Così Trump insulta i giornalisti che, secondo il suo stile, non gli baciano il culo. Toglie i fondi alle università ree di esprimere un pensiero cioè di fare ciò per cui esistono. Svillaneggia gli alleati occidentali, anzi ex, a cominciare dall’Europa parassita che avrebbe vissuto finora derubando il suo Paese. Mette dazi su tutti per far cessare appunto la rapina ai danni dell’America. Deride l’aggredita Ucraina trasformandola in aggressore e come si è permessa di reagire. Progetta di fare di Gaza un nuovo paradiso delle vacanze come Miami e i palestinesi si tolgano dai piedi. Ma neanche da noi si evita di definire «politica» ogni sentenza contro i politici perché così si tenterebbe di ribaltare il risultato elettorale. Come se si votasse non solo per farsi governare, ma anche per concedere ai governanti il consenso a ogni violazione della legge.

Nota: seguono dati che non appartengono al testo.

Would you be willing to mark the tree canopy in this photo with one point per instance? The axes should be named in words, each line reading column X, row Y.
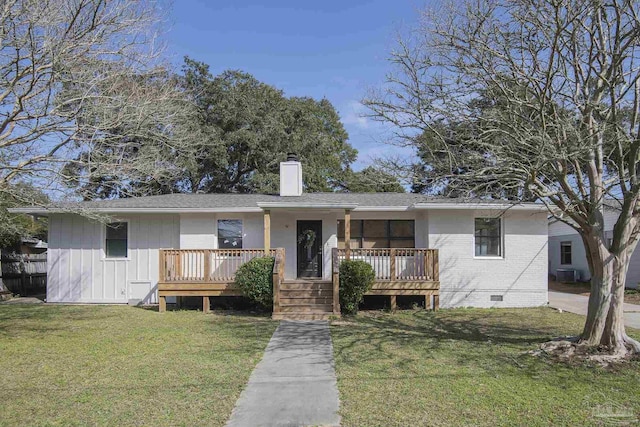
column 532, row 100
column 250, row 127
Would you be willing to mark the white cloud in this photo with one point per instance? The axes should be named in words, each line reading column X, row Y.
column 354, row 115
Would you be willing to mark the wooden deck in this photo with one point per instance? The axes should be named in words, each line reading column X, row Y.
column 399, row 272
column 211, row 272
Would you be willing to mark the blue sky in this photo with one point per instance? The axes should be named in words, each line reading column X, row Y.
column 333, row 49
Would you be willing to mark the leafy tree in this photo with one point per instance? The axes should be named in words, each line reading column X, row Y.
column 249, row 127
column 14, row 227
column 562, row 122
column 70, row 78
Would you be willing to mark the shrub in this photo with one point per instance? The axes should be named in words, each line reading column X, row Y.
column 255, row 280
column 356, row 278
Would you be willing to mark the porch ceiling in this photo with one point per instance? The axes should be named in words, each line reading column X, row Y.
column 305, row 206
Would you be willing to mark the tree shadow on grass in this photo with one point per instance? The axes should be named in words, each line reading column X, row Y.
column 488, row 339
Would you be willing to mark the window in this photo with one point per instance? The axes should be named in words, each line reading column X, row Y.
column 565, row 253
column 488, row 238
column 116, row 240
column 230, row 234
column 379, row 233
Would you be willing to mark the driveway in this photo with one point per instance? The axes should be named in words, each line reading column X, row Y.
column 578, row 304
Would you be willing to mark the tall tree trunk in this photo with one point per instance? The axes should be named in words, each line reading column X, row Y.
column 605, row 315
column 614, row 336
column 601, row 270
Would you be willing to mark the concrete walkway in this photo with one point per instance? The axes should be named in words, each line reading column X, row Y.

La speranza è che quei ragazzi dell’Acropoli ricordino sempre che la democrazia è nata lì. E che lì sono nati tutti quei valori di libertà, di tolleranza, di rispetto per gli altri, di solidarietà, di lotta alle discriminazioni, di separazione dei poteri che l’Europa continua a conservare. L’umanesimo di fronte alla tecnologia che sviluppa solo a sé stessa senza altri principi. E la speranza è che quei ragazzi imparino che la democrazia non è per sempre come un fatto compiuto. E che va invece difesa ogni giorno visto che proprio questi giorni stanno dimostrando quanto possa essere a rischio. La speranza è che non solo quei ragazzi ricordino che, quando si parla di armamento dell’Europa, il primo armamento di questa Europa è l’armamento di valori altrove dimenticati e vilipesi come vecchi arnesi.